"Above all else, guard your heart, for everything you do flows from it." Proverbs 4:23
If culture is the heart of an organization then it would reason that Solomon's plea also applies to leaders in regard to the organizations they lead. It's the leaders responsibility to guard the heart of the organization. Can you clearly define the culture you're called to protect?
This is the question I began asking myself. I was a Senior Pastor and I was settled on my WHY - I wanted to reach the unchurched. Our leadership team and I began to make changes to our Sunday morning services to do just that. And it worked, for a season. However, what we noticed was that while we had a lot of new faces each week, we had a very poor retention rate. Something was missing.
As I began to dig for the missing link, I quickly discovered that our culture was a fog in my own mind and therefore was a cloud in the minds of our people. What was more alarming was the fact that culture trumps our vision. Our lack of clarity in values, our heart, our culture, left an unguarded heart that was acting as a counterweight to our vision. Before we could "guard our heart," we needed to know what to protect and it had to align with our WHY.
As someone who is passionate about the Word of God, I went to the Bible first to find scriptures that would summarize simply what was important to us. We settled on four passages and these became our Four Pillars. They became a guide to our tangible and intangible behaviors. (read Is the Culture of Your Church Inviting to Outsiders for a deeper explanation of these behaviors)
- Romans 2:4, "Or do you think lightly of the riches of His kindness and tolerance and patience, not knowing that the kindness of God leads you to repentance?" It doesn't say God's judgement or even that the fear of God leads to repentance. It says the kindness of God leads people to repentance. This became our guiding scripture to become a grace-based ministry. When in doubt, we would chose to err on the side of grace.

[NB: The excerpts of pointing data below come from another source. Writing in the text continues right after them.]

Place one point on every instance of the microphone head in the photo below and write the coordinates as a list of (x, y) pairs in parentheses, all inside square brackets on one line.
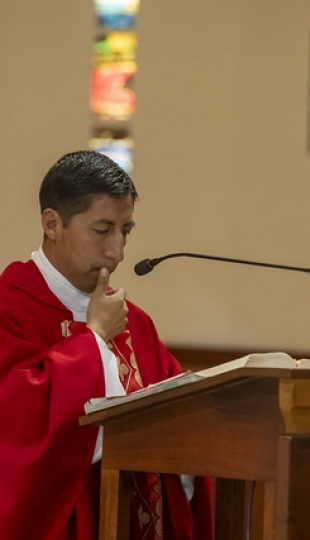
[(143, 267)]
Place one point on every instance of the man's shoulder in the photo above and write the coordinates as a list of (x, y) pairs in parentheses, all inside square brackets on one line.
[(18, 273)]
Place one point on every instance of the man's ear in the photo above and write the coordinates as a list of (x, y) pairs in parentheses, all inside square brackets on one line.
[(51, 223)]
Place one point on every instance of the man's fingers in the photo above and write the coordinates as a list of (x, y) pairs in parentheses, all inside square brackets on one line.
[(103, 280)]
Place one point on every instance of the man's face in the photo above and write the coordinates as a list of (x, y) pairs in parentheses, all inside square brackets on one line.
[(92, 239)]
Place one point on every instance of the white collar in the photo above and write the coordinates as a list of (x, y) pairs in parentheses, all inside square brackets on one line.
[(75, 300)]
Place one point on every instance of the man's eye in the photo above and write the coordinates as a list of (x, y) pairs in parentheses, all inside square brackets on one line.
[(101, 231)]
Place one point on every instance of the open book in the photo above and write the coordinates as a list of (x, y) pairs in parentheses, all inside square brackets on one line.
[(254, 360)]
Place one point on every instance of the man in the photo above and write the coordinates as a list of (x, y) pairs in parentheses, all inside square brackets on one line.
[(66, 337)]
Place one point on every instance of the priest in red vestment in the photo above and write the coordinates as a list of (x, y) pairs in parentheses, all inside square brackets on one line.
[(66, 336)]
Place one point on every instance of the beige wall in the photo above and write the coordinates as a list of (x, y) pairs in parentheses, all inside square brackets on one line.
[(221, 161), (44, 77)]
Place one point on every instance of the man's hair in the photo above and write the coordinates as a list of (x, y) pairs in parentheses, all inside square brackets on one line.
[(77, 178)]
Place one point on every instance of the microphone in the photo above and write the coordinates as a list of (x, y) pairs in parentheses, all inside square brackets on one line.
[(147, 265)]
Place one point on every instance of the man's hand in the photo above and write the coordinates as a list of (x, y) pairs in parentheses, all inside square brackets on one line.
[(107, 310)]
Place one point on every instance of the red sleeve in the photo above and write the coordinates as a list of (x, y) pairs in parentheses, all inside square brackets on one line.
[(45, 379)]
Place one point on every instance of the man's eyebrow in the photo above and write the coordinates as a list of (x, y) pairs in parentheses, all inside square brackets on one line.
[(103, 221)]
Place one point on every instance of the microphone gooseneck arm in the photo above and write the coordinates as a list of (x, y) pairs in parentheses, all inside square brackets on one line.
[(147, 265)]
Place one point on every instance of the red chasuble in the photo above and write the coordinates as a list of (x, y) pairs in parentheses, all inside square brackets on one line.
[(48, 488)]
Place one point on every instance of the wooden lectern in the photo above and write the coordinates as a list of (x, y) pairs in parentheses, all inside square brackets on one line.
[(246, 425)]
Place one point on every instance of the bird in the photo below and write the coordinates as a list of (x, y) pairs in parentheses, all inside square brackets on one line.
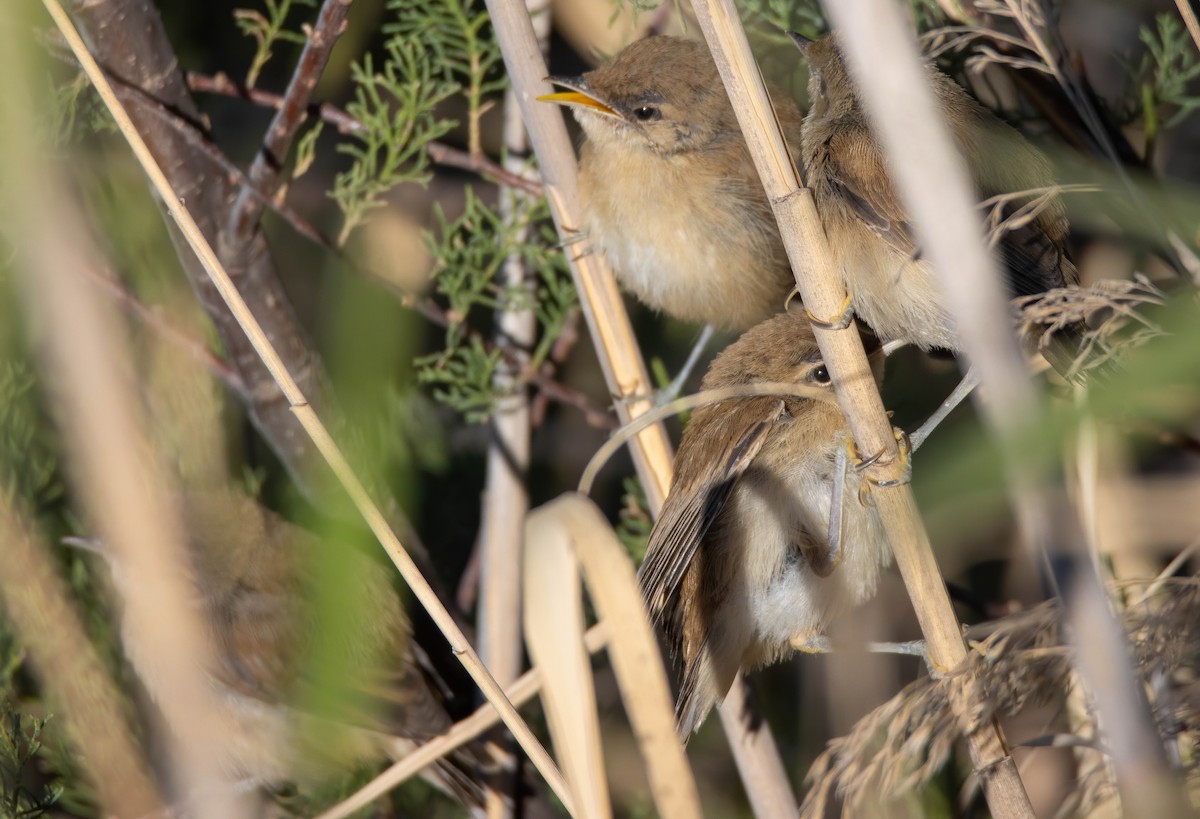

- Ephesians 4:11-12, "And He gave some as apostles, and some as prophets, and some as evangelists, and some as pastors and teachers, 12 for the equipping of the saints for the work of service, to the building up of the body of Christ." We took this to mean the organizational flow chart would be flipped upside down - that the staff would seek to serve and equip our people to minister instead of asking them to serve us and our vision.
- Mark 16:15-20, "...And they went out and preached everywhere, while the Lord worked with them, and confirmed the word by the signs that followed." We didn't just want to preach the Word, we wanted to show the Word in real and tangible ways. We expected to see real life changed. Real miracles. We didn't want hype and weirdness, but we did desire to see "signs follow."
- John 17:20-21, “I do not ask on behalf of these alone, but for those also who believe in Me through their word; 21 that they may all be one; even as You, Father, are in Me and I in You, that they also may be in Us, so that the world may believe that You sent Me." It's interesting to me that when Jesus prayed for His followers, He never asked God to keep them theologically correct, or that they would preach the Word with accuracy. His primary concern was that they remain in unity. And through this unity the world would know about Jesus.
Can you clearly define your culture? Which values do you passionately guard?